The link between finance and biodiversity is complicated, controversial, nebulous, and exciting. My research team is supporting the development of how companies disclose the impact that their operations have on biodiversity (in other words, impact from the inside of the company outward onto the natural world or inside-out) as well as the impact that biodiversity has on the company (in other words, impact from outside of the company (the natural world) inward or outside-in).
I feel fortunate to be having intimate exposure to the inner workings of how companies will approach this. For a while now, some bright minds and household names have been working on topics such as environmental economic accounting and natural capital accounting. These approaches chip away at the tall task of determining how to take our current understanding of value in the corporate and financial world, often arrived at through the measures developed by GAAP or the IFRS, and widen their applicability to include the benefits and harms of human activity on the natural world. A tall order.
Beginning our project immediately after the UN Biodiversity Conference (December 2022) has added to the excitement of working on such a cutting edge topic. At the moment, biodiversity is getting a degree of attention that it has always been worthy of receiving, but short of experiencing. Because carbon, and more broadly climate change disclosures that are not specific to biodiversity, have received the bulk of the finance and corporate spheres’ attention over the last decade, there exists very little in the way of publications, expertise, and common understanding of how our economic activities should be relating to biodiversity.
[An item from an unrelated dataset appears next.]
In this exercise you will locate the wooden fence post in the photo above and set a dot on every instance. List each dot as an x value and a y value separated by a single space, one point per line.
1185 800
This gap gives our team an enormous opportunity to add value. After all, starting from nothing means there is really only up to go. However, the flip side of this exciting opportunity is the heavy lift of putting in the due diligence to become experts where few experts exist. As we look to support a topic that is just entering existence, our client has supported us with the resources they use and are aware of to further along corporate biodiversity disclosures. While grateful for their collaboration, the degree of resources available confirmed our anticipated greatest challenge entering this research project: limited knowledge and data to build off of.